Non c’è più nulla in grado di indignare le tanto blasonate istituzioni che continuano a fare quadrato attorno a sporchi affari di partiti invischiati sempre più nella marmellata del potere economico. Così, mentre una magistratura coraggiosa cerca di mettere i braccialetti ai delinquenti corrotti e corruttori con le mani sporche di marmellata e talvolta di sangue, la politica rallenta nelle riforme ormai vitali come quella della magistratura, anzi, laddove dovrebbe cercare di potenziare taluni uffici territoriali dando strumenti validi ed efficaci a chi rischi continuamente la vita, riesce ad intervenire svilendo il ruolo di magistrati e di uffici di tribunali che si trovano sobbarcati di lavoro.
L’ultima bella uscita solo in ordine di date, in merito alla magistratura fu quella dell’attuale Presidente del Consiglio non eletto che dichiarò di cominciare a riformare la magistratura tagliando il numero di giorni di ferie dei magistrati. Qualcuno prima di lui volle mettere mani alle intercettazioni telefoniche per una sorta di paventato abuso che non avrebbe garantito la libertà del politico delinquente intercettato.

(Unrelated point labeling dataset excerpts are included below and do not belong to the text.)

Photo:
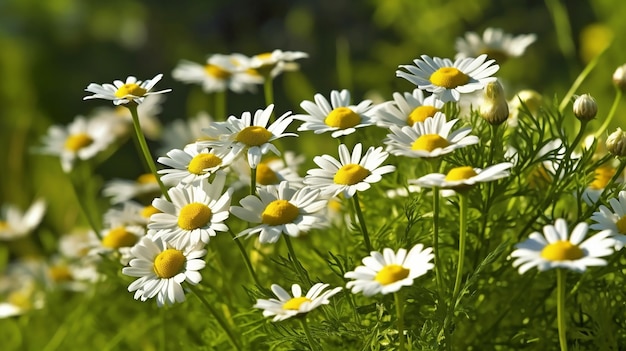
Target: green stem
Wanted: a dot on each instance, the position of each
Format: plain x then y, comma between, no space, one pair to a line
218,317
609,118
144,148
560,288
359,214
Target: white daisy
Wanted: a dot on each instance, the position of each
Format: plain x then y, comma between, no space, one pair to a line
389,272
287,306
431,138
407,109
556,248
497,44
220,73
464,176
162,268
349,174
194,163
613,219
15,223
82,139
339,116
249,133
447,79
195,214
281,209
132,90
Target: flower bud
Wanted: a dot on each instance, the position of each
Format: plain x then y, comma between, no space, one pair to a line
616,143
585,107
495,108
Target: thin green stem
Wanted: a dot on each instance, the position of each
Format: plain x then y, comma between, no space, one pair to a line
218,317
560,291
144,148
359,214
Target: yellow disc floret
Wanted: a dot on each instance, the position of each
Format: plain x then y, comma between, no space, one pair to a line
194,215
391,273
561,250
279,212
449,78
169,263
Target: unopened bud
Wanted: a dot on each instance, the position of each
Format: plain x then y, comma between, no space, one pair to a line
585,107
616,143
495,108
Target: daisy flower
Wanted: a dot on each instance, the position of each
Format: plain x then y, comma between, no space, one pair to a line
407,109
132,90
339,116
557,248
464,176
162,268
281,209
447,79
613,219
195,214
287,306
349,174
431,138
15,224
220,73
193,164
497,44
388,272
82,139
249,133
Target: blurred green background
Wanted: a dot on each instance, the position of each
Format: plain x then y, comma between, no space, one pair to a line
51,50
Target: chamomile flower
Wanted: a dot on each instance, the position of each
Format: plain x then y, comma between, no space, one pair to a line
497,44
193,164
349,174
195,214
287,306
162,268
249,133
82,139
280,210
338,117
431,138
447,79
388,272
131,90
557,248
613,219
407,109
464,176
15,223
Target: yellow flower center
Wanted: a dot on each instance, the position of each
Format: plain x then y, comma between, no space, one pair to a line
78,141
460,173
391,273
216,72
254,136
561,250
194,215
169,263
449,78
350,174
294,303
119,237
130,89
279,212
420,113
342,118
265,175
200,162
429,142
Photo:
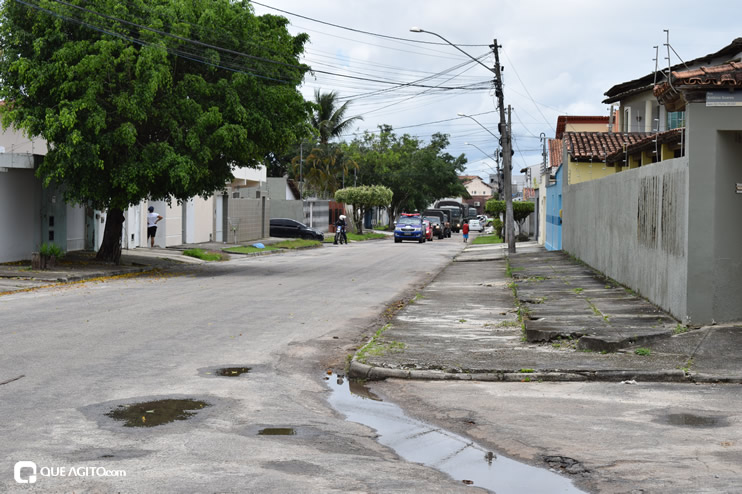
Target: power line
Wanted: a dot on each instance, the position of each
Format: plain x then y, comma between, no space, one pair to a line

Oggi, dopo la vergogna sul caso Mose di Venezia e dopo la grande abbuffata dell’Expo di Milano, arriva la valanga del Cupolone Romano. Quasi un fulmine a ciel sereno, direbbe l’attuale prefetto di Roma che ha sempre negato e continua a negare l’esistenza di mafia nella capitale.

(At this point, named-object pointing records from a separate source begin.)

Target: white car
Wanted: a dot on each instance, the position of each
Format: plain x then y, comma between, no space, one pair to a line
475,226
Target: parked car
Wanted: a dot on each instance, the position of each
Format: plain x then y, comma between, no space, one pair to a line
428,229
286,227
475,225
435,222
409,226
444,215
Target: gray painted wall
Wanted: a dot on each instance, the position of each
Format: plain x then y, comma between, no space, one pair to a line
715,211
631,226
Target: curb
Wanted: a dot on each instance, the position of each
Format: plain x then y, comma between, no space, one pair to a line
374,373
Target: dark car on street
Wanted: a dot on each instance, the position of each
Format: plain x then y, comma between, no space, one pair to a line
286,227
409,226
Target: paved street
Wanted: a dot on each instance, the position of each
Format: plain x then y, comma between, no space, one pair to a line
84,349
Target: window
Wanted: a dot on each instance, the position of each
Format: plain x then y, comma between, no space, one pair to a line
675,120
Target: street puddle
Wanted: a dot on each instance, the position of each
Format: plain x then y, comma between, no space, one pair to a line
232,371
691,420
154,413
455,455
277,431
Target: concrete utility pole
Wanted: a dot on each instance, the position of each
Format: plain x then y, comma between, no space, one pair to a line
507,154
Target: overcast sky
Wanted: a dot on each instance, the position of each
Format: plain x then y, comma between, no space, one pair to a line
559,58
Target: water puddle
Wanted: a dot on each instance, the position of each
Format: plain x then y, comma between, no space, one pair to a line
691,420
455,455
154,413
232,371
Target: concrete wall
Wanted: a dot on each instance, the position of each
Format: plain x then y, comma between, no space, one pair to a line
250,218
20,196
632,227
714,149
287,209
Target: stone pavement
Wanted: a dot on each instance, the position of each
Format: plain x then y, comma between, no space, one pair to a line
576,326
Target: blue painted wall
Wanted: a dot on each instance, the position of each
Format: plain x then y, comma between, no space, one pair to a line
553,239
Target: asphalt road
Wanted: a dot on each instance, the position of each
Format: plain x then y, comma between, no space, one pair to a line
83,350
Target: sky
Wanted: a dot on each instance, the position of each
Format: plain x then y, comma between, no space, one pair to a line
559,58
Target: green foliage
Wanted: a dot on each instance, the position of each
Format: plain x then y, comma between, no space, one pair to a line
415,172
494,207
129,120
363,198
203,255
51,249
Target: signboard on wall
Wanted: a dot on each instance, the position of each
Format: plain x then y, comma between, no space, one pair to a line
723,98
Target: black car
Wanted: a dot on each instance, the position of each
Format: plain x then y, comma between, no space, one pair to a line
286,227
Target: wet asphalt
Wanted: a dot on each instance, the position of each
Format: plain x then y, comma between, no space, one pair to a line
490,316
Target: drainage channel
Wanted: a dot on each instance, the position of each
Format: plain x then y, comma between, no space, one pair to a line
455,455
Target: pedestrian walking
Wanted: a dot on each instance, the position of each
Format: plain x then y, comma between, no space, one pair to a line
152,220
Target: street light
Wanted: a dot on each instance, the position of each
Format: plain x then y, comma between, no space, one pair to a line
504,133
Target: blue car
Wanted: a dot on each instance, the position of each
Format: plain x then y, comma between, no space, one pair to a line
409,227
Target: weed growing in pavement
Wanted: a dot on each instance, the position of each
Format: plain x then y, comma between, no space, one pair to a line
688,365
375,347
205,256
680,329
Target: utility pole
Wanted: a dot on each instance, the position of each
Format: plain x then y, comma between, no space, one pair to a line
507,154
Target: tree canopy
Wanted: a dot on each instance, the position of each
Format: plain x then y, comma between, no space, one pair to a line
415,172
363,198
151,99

Ora, tutti sorpresi a riflettere sull’onta capitata a Tizio piuttosto che a Caio. Gli altri, tutti innocenti.
Paolo Borsellino affermava: <<Politica e mafia sono due poteri che vivono sul controllo dello stesso territorio: o si fanno la guerra o si metto d’accordo>>.
Non può bastare quindi commissariare un partito. Non basta chiedere la sospensione di questo o quel consigliere sporco di marmellata.
È tanto più colpevole chi non ha saputo/voluto vigilare. Si sa bene come funzionano gli equilibri all’interno dei partiti politici dove in molti sanno di tutti e nessuno cerca di mettere all’angolo chi puzza di malaffare, anzi, troppo spesso è proprio chi porta quel fetore ad essere privilegiato per il potere che rappresenta e può rappresentare. Quelli che cercano di fare pulizia, inevitabilmente vengono messi a margine o addirittura, sentendosi impotenti, si vedono costretti a mollare.
Così come sarà costretto a mollare il povero sindaco Marino, colpevole anche lui di non essere riuscito a far emergere subito la puzza di quelli del suo partito che gli ronzavano attorno per interessi personali e di lobbies.
Non se ne esce e non se ne uscirà mai se ciascuno continuerà ad essere tifoso integerrimo della sua parte politica.
Se ciascuno, anche a livello territoriale cercherà, di far emergere solo lo sporco evidente nel partito avversario, restando indifferente sullo sporco nascosto ma conosciuto da tutti, all’interno del proprio gruppo politico, continuerà a prestare il fianco al potere mafioso all’interno del suo partito e quindi sarà anch’egli partecipe del malaffare mafioso.
Non c’è un partito politico più colpevole dell’altro. Il caso del cupolone romano dimostra che le colpe appartengono a tutti. E allora, molto responsabilmente dovremmo auspicare una commissione d’accesso della prefettura di Roma al più presto ed accettare eventualmente l’onta dello scioglimento del consiglio
comunale della capitale. Solo così potremo cercare di lavorare affinché la nostra Roma continui ad essere ricordata come la Città Eterna.
Altrimenti dovremo rassegnarci ad essere etichettati tutti come spaghetti, mandolino e mafia.